The Family
The Family is a way of understanding the forces of nature and the cycles of the seasons as personified in a family of deities.
The Parents
The Parents represent abstract concepts common to all life, and rule only single days in the calendar: the cross-quarter transitional days between seasons.
- The Tessarine is the disciplining parent and rules the summer/fall cross-quarter.
- The Keterine is the empowering parent and rules the spring/summer cross-quarter.
- The Calycine, from the part of the plant (Calyx) that covers and protects the flower before blooming. The Calycine is the nurturing parent and rules the winter/spring cross-quarter.
- The Vekarine, from the Finnish vek and proto-Slavic век, is the watchful, distant parent who governs death and time and the fall/winter cross-quarter.
The Children
The Children represent the seasons of the year, with their correspondances particularly focused on how humans and other animals relate to them. The Parents created the Children in groups of three, composed of the two parents whose cross-quarters bound the child's season, plus the parent widdershins of those two.

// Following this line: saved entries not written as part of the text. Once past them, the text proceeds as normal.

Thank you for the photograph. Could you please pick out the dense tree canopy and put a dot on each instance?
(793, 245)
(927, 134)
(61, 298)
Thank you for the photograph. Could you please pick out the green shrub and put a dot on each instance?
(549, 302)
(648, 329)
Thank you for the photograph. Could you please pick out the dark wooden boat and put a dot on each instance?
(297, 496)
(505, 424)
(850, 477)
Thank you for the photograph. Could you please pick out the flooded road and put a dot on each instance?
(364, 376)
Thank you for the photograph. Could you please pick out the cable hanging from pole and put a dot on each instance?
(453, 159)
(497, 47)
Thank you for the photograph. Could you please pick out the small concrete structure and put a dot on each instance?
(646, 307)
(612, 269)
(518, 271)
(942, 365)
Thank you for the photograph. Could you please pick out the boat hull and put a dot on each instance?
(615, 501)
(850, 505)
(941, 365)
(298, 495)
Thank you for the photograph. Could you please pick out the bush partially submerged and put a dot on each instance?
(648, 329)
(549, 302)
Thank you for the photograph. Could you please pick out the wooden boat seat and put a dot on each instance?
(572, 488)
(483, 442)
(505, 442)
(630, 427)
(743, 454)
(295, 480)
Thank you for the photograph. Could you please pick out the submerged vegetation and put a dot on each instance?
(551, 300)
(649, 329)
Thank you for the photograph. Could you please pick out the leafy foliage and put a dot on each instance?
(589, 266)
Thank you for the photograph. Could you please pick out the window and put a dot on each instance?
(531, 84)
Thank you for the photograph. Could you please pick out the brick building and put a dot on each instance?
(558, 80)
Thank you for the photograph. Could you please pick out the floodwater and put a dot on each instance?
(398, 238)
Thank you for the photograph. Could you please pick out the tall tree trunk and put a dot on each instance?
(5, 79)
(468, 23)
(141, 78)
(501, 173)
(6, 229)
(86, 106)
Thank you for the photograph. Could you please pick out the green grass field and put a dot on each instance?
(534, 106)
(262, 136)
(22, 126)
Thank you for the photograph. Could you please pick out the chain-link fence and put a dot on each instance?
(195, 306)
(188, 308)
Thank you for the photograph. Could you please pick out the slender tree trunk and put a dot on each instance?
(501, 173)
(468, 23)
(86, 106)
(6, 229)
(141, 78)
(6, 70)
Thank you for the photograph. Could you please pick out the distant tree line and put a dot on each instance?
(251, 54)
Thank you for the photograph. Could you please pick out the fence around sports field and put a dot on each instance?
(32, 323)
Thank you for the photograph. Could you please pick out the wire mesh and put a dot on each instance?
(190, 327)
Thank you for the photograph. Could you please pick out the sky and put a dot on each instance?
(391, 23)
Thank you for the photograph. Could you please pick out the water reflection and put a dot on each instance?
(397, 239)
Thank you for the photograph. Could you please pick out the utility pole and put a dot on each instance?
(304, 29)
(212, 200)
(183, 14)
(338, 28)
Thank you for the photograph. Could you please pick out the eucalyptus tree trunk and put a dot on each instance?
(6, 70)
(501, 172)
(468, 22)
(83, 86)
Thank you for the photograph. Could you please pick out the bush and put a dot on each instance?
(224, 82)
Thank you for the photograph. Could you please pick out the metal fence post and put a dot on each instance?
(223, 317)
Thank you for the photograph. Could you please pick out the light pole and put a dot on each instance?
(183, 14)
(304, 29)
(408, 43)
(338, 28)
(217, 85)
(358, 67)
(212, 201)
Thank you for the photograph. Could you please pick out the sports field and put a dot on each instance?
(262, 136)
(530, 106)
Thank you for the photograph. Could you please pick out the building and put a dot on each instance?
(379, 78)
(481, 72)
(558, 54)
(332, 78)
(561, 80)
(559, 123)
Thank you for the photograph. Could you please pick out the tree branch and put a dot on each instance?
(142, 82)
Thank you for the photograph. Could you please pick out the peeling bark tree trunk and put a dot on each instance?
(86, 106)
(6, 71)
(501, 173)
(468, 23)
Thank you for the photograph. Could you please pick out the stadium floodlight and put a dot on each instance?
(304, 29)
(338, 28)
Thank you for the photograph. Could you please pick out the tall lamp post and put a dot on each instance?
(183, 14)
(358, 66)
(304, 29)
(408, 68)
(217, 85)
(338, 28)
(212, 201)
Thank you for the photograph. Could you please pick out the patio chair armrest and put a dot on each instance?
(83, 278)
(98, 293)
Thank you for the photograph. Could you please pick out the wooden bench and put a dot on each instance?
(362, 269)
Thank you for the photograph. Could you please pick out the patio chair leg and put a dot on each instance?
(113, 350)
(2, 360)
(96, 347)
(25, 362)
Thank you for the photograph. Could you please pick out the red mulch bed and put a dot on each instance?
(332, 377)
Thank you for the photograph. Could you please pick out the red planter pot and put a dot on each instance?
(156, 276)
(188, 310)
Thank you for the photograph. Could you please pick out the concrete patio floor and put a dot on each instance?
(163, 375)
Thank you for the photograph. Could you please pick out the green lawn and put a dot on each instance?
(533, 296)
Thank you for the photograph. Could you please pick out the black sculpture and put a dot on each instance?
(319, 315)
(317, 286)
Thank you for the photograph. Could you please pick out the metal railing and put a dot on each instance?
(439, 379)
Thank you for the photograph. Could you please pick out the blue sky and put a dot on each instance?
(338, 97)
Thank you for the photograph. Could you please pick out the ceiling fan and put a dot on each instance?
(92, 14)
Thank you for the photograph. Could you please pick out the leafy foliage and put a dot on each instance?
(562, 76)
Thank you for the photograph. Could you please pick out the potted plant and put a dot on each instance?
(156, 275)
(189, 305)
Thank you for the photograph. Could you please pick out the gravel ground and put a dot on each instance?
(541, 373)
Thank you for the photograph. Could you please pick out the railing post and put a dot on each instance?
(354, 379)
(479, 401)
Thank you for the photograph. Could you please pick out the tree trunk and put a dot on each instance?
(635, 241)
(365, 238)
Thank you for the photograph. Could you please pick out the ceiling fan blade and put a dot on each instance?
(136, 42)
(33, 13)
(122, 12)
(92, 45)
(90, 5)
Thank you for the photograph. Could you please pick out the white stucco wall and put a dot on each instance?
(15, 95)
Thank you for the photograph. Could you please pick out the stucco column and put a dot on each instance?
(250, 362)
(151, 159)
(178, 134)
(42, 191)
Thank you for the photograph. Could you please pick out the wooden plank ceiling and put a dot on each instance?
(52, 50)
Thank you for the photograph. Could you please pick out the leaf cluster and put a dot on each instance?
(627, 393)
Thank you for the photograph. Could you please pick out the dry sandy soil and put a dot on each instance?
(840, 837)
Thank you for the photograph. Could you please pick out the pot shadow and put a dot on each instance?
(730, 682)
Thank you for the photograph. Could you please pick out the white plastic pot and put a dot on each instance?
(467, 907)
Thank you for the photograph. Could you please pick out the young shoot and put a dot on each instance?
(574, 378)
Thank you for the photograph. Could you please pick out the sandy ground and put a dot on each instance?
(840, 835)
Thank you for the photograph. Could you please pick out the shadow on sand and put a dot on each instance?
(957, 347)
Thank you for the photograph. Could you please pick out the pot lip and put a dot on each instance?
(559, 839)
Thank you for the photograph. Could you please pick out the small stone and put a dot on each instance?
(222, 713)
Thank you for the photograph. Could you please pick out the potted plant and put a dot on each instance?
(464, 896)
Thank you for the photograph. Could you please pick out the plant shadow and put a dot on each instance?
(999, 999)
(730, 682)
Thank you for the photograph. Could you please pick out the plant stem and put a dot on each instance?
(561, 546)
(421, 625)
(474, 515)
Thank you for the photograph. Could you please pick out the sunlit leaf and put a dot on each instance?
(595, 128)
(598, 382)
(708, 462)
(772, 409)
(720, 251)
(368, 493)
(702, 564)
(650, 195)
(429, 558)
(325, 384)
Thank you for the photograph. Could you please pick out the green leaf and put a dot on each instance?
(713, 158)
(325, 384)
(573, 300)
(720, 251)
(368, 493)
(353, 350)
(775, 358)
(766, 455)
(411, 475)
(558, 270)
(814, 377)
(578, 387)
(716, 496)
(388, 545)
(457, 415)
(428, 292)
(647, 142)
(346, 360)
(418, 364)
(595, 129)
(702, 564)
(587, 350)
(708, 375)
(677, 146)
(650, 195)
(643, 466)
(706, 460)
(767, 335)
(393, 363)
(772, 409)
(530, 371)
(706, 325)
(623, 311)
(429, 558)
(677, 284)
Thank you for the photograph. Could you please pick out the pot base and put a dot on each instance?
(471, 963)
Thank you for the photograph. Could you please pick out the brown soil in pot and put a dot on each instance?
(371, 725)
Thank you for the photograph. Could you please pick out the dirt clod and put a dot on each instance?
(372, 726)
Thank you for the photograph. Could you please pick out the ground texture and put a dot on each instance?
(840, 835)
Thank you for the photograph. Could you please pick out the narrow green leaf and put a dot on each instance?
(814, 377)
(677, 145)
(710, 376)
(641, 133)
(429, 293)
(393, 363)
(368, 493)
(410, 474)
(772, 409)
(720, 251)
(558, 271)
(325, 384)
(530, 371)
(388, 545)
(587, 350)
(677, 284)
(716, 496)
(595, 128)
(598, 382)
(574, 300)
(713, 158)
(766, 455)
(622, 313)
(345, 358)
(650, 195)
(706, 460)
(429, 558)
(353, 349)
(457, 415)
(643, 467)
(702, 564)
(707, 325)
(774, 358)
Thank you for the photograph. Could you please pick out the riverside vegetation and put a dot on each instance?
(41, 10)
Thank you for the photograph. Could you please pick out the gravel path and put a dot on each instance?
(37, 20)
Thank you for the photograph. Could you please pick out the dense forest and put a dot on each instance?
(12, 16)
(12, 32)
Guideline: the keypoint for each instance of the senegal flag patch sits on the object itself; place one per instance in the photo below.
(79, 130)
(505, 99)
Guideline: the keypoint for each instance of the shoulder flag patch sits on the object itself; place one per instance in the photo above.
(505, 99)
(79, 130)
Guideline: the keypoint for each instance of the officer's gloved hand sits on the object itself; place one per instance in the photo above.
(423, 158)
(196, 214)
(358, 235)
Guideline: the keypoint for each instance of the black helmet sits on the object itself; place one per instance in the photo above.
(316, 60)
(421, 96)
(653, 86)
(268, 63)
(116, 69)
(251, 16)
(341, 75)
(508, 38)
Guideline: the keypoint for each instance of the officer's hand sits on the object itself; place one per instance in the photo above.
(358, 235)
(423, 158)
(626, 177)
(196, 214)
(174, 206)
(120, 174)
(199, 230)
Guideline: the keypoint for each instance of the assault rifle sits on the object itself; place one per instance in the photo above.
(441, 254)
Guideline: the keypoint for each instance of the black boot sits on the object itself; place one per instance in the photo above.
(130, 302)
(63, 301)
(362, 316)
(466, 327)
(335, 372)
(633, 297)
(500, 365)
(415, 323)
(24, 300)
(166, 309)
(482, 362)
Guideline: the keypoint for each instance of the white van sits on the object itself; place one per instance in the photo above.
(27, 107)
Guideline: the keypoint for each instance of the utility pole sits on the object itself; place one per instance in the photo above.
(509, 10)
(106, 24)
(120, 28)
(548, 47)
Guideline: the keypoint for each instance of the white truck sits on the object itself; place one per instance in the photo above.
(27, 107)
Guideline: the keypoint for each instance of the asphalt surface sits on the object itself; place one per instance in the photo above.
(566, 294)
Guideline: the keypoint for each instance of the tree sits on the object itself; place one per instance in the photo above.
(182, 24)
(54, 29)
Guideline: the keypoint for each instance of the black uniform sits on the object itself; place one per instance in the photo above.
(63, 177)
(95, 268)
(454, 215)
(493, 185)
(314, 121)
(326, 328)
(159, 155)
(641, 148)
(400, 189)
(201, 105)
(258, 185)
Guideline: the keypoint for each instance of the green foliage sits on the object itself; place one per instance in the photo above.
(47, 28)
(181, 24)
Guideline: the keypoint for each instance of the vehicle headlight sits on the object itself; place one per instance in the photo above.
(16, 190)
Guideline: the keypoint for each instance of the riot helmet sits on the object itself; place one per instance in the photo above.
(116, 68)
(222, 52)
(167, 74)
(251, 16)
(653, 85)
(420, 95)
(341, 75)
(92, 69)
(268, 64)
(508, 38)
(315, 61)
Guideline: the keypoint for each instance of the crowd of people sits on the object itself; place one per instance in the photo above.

We can also think of the children as lacking the influence of a single parent. Spring, for instance, can feel like it's devoid of discipline; food and warmth are plentiful and life is just at the beginning of its cycles, bursting forth from the ground and multiplying wantonly. The Lanicine, accordingly, was created by all parents except the Tesserine.
- Spring, named the Lanicine, child of the Calycine, Keterine, and Vekarine, is artistic, creative, and flighty, representing the directed will to change, rebellion, and progress.
- Summer, named the Samosine, child of the Keterine, Tesserine, and Calycine, is social, outgoing, and gossipy, representing tradition, celebration, order, and social connection.
- Autumn, named the Svepparine, the child of the Vekarine, Tessarine, and Keterine, is quiet and melancholy, representing rot, weathering, and gentle, slow failure: the warm death.
- Winter, named the Ieldine, the child of the Vekarine, Calycine, and Tessarine, is studious and withdrawn, representing preservation, stillness, and emptiness: the cold death.
Our Place in the Family
Where the seasonal Children are creations of three of the four Parents each, mortals are creations of all four. While an individual might feel a particular closeness to one or more of the Parents, we each contain aspects of discipline, empowerment, nurturing grace, and, ultimately, death and preservation.
In the family, we are equals of the Children; they are our siblings, not our parents or caretakers. We mortals, collectively, have just as much of an impact on the world as the seasons, and like them, our impact is not immutable.